Ale ukraińscy operatorzy dronów już obserwowali.
Czujni i doświadczeni, gwałtownie wykryli napastników, po czym użyli wielowarstwową obronę z brutalną skutecznością.

Ukraińska artyleria otworzyła ogień jako pierwsza, po czym nastąpiły ataki dronów FPV, które ścigały motocykle po terenie.
Inne drony unosiły się nad żołnierzami, zrzucając na nich granaty z precyzyjną dokładnością.
Jeźdźcy byli zrzucani z motocykli jeden po drugim, a ich flagi spadały obok nich w pył.

Pomimo początkowego ostrzału, garstce motocyklistów udało się uciec z pierwszego starcia, czołgając się do ruin pobliskich budynków z nadzieją na znalezienie osłony.
Siły ukraińskie odpowiedziały amunicją kasetową, zasypując kryjówki odłamkami.
Jednocześnie rozmieszczono więcej dronów, systematycznie eliminując ocalałych Rosjan.
Pod koniec jedynymi pozostałościami po ataku były płonące motocykle i poszarpane rosyjskie flagi wokół nich.

Ten nieudany atak, zamiast stanowić podnoszące morale widowisko dla rosyjskich żołnierzy przygotowujących się do ponownej ofensywy, stał się wizualną demonstracją ukraińskiej dominacji na polu bitwy.
Zamiast zatknąć flagi na ukraińskich pozycjach, atakujący pozostawili po sobie jedynie zwęglone zgliszcza i kolejny dowód na niezdolność Rosji do poczynienia znaczących postępów i odejścia od samobójczej taktyki.

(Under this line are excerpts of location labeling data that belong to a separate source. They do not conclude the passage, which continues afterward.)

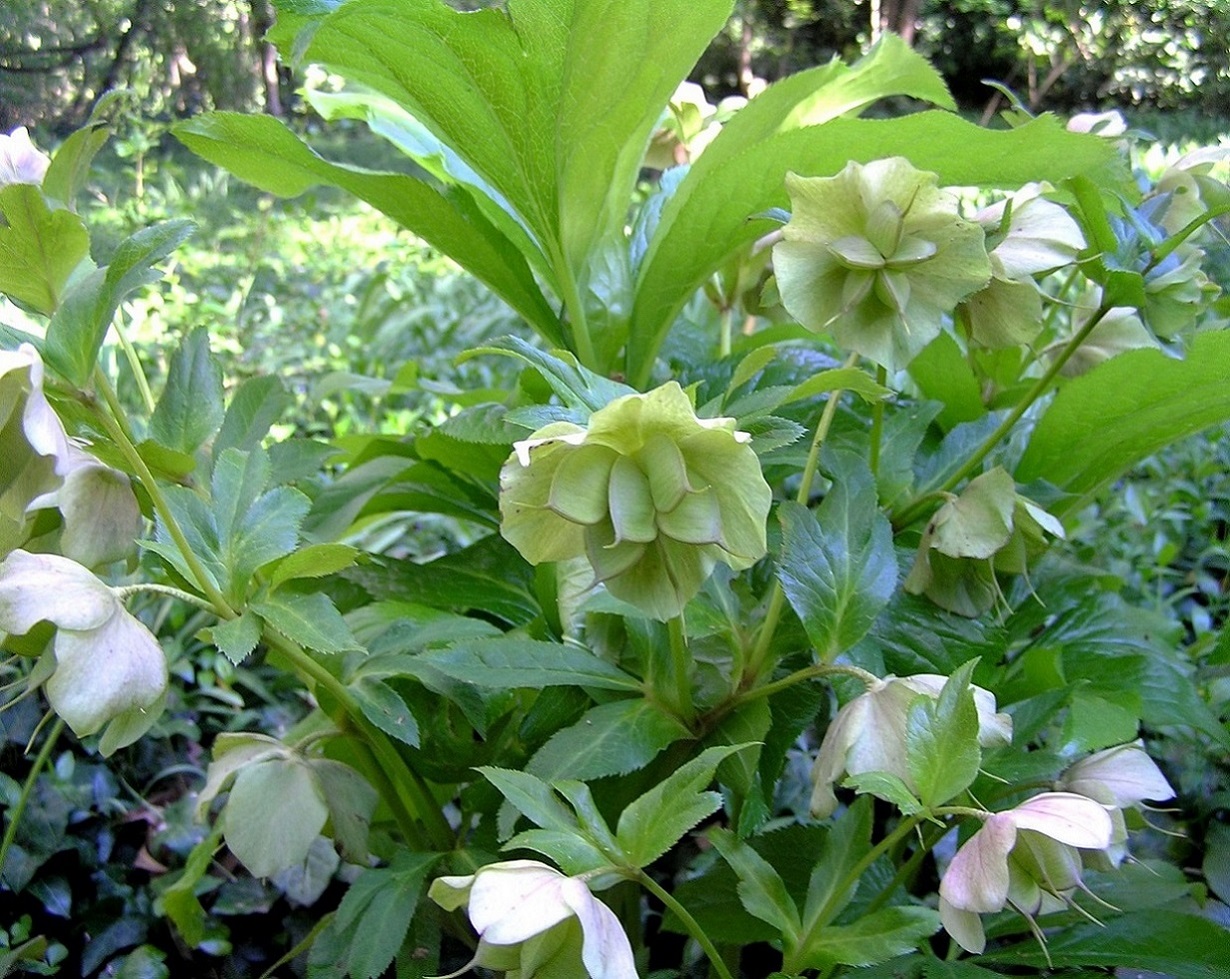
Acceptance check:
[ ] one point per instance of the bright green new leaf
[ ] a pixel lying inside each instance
(760, 887)
(191, 407)
(838, 567)
(659, 818)
(80, 322)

Ogólnie rzecz biorąc, operacja podkreśla desperację rosyjskiego dowództwa.
Nie mogąc pochwalić się żadnym sukcesem terytorialnym, postawili na zwycięstwo informacyjne, próbując stworzyć narrację o rozmachu dzięki flag i teatru.
Otrzymali jednak katastrofę uchwyconą w czasie rzeczywistym: symboliczny atak zamienił się w symboliczną porażkę.
Ponieważ rosyjskim dowódcom nie udało się odnieść zwycięstwa, rosyjscy żołnierze i osoby, które przeżyły poprzednie nieudane ataki, stoją teraz przed rozpoczęciem masowej letniej ofensywy z pogorszonym morale.